Next iPhone could be even thinner and lighter thanks to smaller LED backlighting chips

In its never-ending quest of engineering ever thinner and lighter devices, Apple is said to use smaller LED backlighting chips that could, at least theoretically, make the next iPhone(s)—you guessed right— smaller and lighter.
Citing a TrendForce report, DigiTimes said Tuesday that next-generation ‘iPhone 6s’ and ‘iPhone 6s Plus’ will adopt smaller LED chips for the display’s backlight unit. The new chips reportedly measure three mm wide, 0.85mm tall and 0.4mm deep versus the 3.0mm x 0.85mm x 0.6mm chips used in the present-generation iPhone 6 and iPhone 6 Plus devices.
Japan-based Nichia and Toyoda Gose will allegedly supply these LED backlight chips for the upcoming iPhones.
“As such 0.4t LED chips are smaller with brightness ten percent lower than 0.6t ones, the backlight unit may need to use 2-3 more chips to reach the same total brightness,” reads the report.
I’m not entirely convinced that the next iPhones will have a slimmer chassis.
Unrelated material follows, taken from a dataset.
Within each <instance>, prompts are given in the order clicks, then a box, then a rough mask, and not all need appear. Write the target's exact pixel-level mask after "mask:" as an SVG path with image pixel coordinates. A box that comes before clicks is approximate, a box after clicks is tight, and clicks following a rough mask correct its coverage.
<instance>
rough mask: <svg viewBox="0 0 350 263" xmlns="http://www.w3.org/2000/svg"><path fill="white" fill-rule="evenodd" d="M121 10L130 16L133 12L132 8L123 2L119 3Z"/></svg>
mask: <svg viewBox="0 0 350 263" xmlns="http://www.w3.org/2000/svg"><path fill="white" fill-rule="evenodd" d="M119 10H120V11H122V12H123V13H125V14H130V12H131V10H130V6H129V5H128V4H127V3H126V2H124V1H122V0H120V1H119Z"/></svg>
Apple typically re-uses chassis design across two iPhone generations before making major changes to the handset’s form factor.
I’m not an engineer, but conventional wisdom tells me Apple could use any extra space inside the device for other components such as new sensors or bigger batteries.
As per usual, anything written by DigiTimes should be taken with a few pinches of salt considering this Taiwanese trade publication has hit-and-miss track record, at best.
The 4.7-inch iPhone 6s and new 5.5-inch iPhone 6s Plus should enter production in June 2015. An estimated 24 million units should be initially shipped in the third quarter.
KGI Securities analyst Ming-Chi Kuo thinks both devices will be announced in August before hitting store shelves in September thanks to better-than-expected yields.
According to the revered analyst, these new iPhones will be outfitted with Sony’s twelve-megapixel CMOS sensor with RGBW subpixels, a faster A9 chip with 2GB of higher-clocked LPDDR4 RAM, pressure-sensing Force Touch technology and more.
A rose color option possibly resembling the look of the 18-karat rose gold Apple Watch Edition is expected to be added to this year’s iPhone lineup, too.